I first saw End of Nations a couple years ago at the Petroglyph offices in Las Vegas, and the thing that stuck with me was how little of it was really fleshed-out or even understood by its own creators. It would be an MMORTS, but nobody could give me a clear explanation of how that would work. The strongest part of the game seemed to be the teamwork involved in the RTS part of the game, where players adopted distinct roles in order to support one another. But the MMO context seemed troubled.
To hear Executive Produce Scot Lane tell it, that’s one reason why End of Nations has undergone a recent transformation since Trion took the project over.
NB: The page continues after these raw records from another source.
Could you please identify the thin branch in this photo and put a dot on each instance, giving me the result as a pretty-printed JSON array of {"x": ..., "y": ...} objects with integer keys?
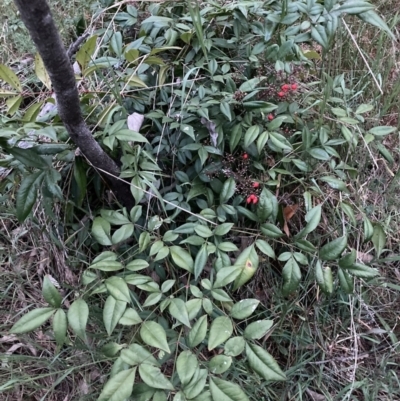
[{"x": 37, "y": 17}]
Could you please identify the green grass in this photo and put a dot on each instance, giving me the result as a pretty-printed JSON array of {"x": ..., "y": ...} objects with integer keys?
[{"x": 335, "y": 348}]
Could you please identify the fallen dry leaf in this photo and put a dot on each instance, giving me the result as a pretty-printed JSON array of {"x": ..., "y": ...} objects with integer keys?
[{"x": 288, "y": 213}]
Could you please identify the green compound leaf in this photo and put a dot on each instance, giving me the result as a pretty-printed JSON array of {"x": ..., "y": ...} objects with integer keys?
[
  {"x": 223, "y": 390},
  {"x": 153, "y": 377},
  {"x": 263, "y": 363},
  {"x": 154, "y": 335},
  {"x": 221, "y": 329},
  {"x": 244, "y": 308},
  {"x": 27, "y": 193},
  {"x": 32, "y": 320},
  {"x": 198, "y": 332},
  {"x": 60, "y": 327},
  {"x": 50, "y": 293},
  {"x": 78, "y": 314},
  {"x": 119, "y": 387},
  {"x": 219, "y": 364},
  {"x": 234, "y": 346},
  {"x": 332, "y": 250},
  {"x": 177, "y": 309},
  {"x": 182, "y": 258},
  {"x": 135, "y": 354},
  {"x": 258, "y": 329},
  {"x": 186, "y": 366},
  {"x": 112, "y": 312},
  {"x": 291, "y": 276}
]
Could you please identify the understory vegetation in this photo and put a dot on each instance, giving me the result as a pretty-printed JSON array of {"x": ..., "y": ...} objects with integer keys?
[{"x": 261, "y": 258}]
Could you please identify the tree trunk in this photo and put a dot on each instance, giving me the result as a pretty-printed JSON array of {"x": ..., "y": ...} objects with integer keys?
[{"x": 37, "y": 17}]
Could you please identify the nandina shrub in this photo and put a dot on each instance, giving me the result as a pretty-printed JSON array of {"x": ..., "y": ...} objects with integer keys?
[{"x": 216, "y": 124}]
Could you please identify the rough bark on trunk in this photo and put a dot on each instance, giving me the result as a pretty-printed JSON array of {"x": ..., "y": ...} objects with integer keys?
[{"x": 37, "y": 17}]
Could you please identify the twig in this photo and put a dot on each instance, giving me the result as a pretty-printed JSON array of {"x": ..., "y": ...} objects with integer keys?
[{"x": 75, "y": 46}]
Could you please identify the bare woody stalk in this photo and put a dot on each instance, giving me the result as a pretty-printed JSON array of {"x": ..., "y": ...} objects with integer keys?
[{"x": 37, "y": 17}]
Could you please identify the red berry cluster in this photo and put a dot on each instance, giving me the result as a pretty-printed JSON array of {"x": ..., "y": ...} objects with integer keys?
[
  {"x": 286, "y": 88},
  {"x": 252, "y": 199}
]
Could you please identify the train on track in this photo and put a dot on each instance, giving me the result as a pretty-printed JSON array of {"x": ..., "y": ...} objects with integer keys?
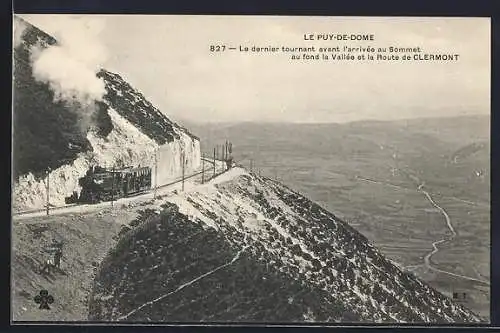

The game itself led them there.
“End of Nations doesn’t really fit nicely into either [the RTS or the MOBA] bucket; it is what we see as the next evolution of the genre,” he said. “We have Hero units and tactical leveling that you find in MOBA’s, but we also have user-controlled units and some of the micro aspects found in RTS games. That being said, the real change we made was from RTS/MMO to more of a tactical MOBA. When we initially played and evaluated the game and went through the mountains of user feedback, it kept pushing us in this direction. The combat worked much better than the MMO aspects so we let the game take us to where we are now.”
One thing that might be getting lost amidst stories of End of Nations’ troubled development, and its massive shift in direction away from the MMO angle of a couple years ago, is that the game itself has enjoyed a lot of continuity. Plans changed around it, but the EoN’s evolution has been natural. Lane told me that a lot of what I saw two years ago remains beneath the surface.
“The game’s foundation remains the same,” Lane said, “in that it builds on the original lore and it still has the same classes, although the classes have been enhanced to fit in better with the distinct roles they play on the battlefield. Some of the heroes will be familiar to you, and the general overall combat gameplay is still there although both have been enhanced. Overall, there is quite a bit you’ll recognize which we’ve improved upon, but you’ll definitely notice new elements, too, which we think you’ll really like.”
To an extent, I’m actually a little worried that it’s being called a MOBA, if only because that term has become so associated with lane-based, lord management games like Dota 2 and League of Legends. Thinking of those games will give you the wrong idea about End of Nations (currently in alpha), which is an actual cross between MOBAs and RTS games.
Lane emphasized, “We have heroes that have abilities that work similar and we are an arena combat multiplayer game, but the comparison stops there. In End of Nations, you’ll choose which units to bring to the fight and have full control over them in the battle, giving you more control over the tactics used during the map and letting you do more micromanagement, if you choose. Like I said above, this game doesn’t really fit nicely into a genre bucket — which for the record I think is a good thing.”
I asked Lane if he and his team were at all worried about MOBA-fatigue.
“We are not concerned at all, we are rooting for it,” he said. “We are hoping this is the next progression of the genre: more control, faster games, more setup. This was built by fans of both MOBA & RTS genres and our goal is to take other gamers to a place that is somewhat familiar, but that stimulates their senses and gives them something new to explore and master.”